Rolling Runs Test (180-day window): 14.8% of windows show non-random behaviour — momentum is episodic, concentrated in major bull/bear market runs, not uniformly present.
7 Discussion
7.1 Summary of Evidence
7.2 BTC vs. Mature Equity Markets (AAPL)
| Metric | BTC-USD | AAPL |
|---|---|---|
| Tests supporting RWH | 2/5 | 3/5 |
| Kurtosis | 9.38 | 5.69 |
| Runs Test p-value | 0.0024 ✘ | 0.3537 ✔ |
| VR at k=20 | 1.23 ✘ | 0.85 ✘ |
| Verdict | Rejected | Partially Supported |
Bitcoin is measurably less efficient than Apple stock — consistent with lower institutional arbitrage capacity and greater retail speculative activity.
7.3 Limitations
- Fat tails: Kurtosis of 9.38 means the asymptotic normal distribution underlying the VR and Runs z-tests is a poor approximation.
- Structural breaks: Bitcoin has passed through fundamentally different market regimes. Full-sample tests aggregate across these.
- Non-linear dependence: ACF and VR tests only detect linear autocorrelation. Machine learning may uncover deeper structure.
- Transaction costs: Statistical predictability does not imply economic profitability after costs and slippage.
8 Conclusion
Based on four statistical tests applied to 4,735 daily Bitcoin return observations (2013–2026), the Random Walk Hypothesis is rejected at conventional significance levels.
- ADF: Price levels exhibit unit roots and returns are stationary — structurally consistent with a random walk model ✔
- Runs Test (p=0.0024): Strong evidence that return sign sequences are non-random — momentum clustering ✘
- Ljung-Box: Statistically significant autocorrelation from lag 6 through lag 30 ✘
- Variance Ratio: VR rises from 0.99 (k=2) to 1.44 (k=50) — significant positive autocorrelation at longer horizons ✘
- GARCH(1,1): Persistence α+β=0.969 confirms highly clustered volatility — constant-variance RWH assumption strongly violated ✘
Bitcoin's market is not weak-form efficient over the 2013–2026 window. Exploitable statistical structure exists primarily at the 1–4 week holding period horizon, where momentum-based strategies might generate meaningful signals before accounting for transaction costs.
9 Future Work
EGARCH / GJR-GARCH
Capture asymmetric volatility (leverage effect) — negative shocks may amplify volatility more than positive shocks.
Bootstrap VR Test
Heteroskedasticity-robust variance ratio inference — addresses the fat-tail limitation of asymptotic z-tests.
Hurst Exponent
Measure long-range dependence (H > 0.5 → trending).

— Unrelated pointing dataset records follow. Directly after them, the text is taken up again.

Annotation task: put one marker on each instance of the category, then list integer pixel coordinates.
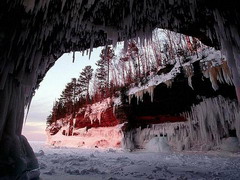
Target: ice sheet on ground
(76, 163)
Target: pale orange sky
(50, 89)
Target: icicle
(168, 83)
(29, 5)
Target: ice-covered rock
(230, 144)
(158, 144)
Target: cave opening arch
(34, 34)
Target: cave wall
(35, 33)
(169, 103)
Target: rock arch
(35, 33)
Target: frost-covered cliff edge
(189, 106)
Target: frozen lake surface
(73, 163)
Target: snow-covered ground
(75, 163)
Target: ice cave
(35, 33)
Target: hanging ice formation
(207, 124)
(213, 66)
(94, 111)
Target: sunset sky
(50, 89)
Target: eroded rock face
(34, 34)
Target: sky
(50, 89)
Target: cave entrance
(50, 90)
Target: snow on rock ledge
(101, 137)
(208, 124)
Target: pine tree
(84, 80)
(101, 75)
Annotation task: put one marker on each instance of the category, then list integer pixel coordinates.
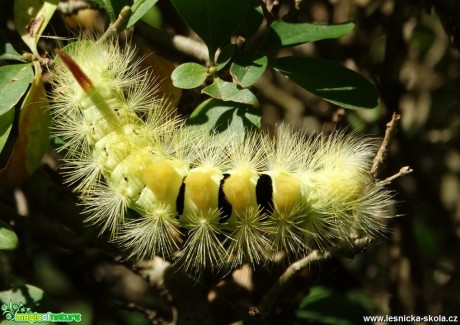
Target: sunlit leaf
(228, 91)
(189, 75)
(14, 81)
(8, 238)
(248, 68)
(33, 135)
(140, 8)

Provides a continuous measure of persistence rather than a binary test.
Machine Learning
LSTM/Transformer to detect non-linear return predictability beyond what linear autocorrelation tests can capture.
High-Frequency Data
Tick-level analysis would likely reveal even stronger RWH violations due to market microstructure effects.
Regime-Switching Model
Markov-switching to test market efficiency separately within bull and bear regimes.
Ref References
- Bachelier, L. (1900). Théorie de la spéculation. Annales Scientifiques de l'École Normale Supérieure.
- Fama, E. F. (1970). Efficient capital markets: A review of theory and empirical work. Journal of Finance, 25(2), 383–417.
- Lo, A. W., & MacKinlay, A. C. (1988). Stock market prices do not follow random walks. Review of Financial Studies, 1(1), 41–66.
- Engle, R. F. (1982). Autoregressive conditional heteroscedasticity. Econometrica, 50(4), 987–1007.
- Bollerslev, T. (1986). Generalized autoregressive conditional heteroscedasticity. Journal of Econometrics, 31(3), 307–327.
- Urquhart, A. (2016). The inefficiency of Bitcoin. Economics Letters, 148, 80–82.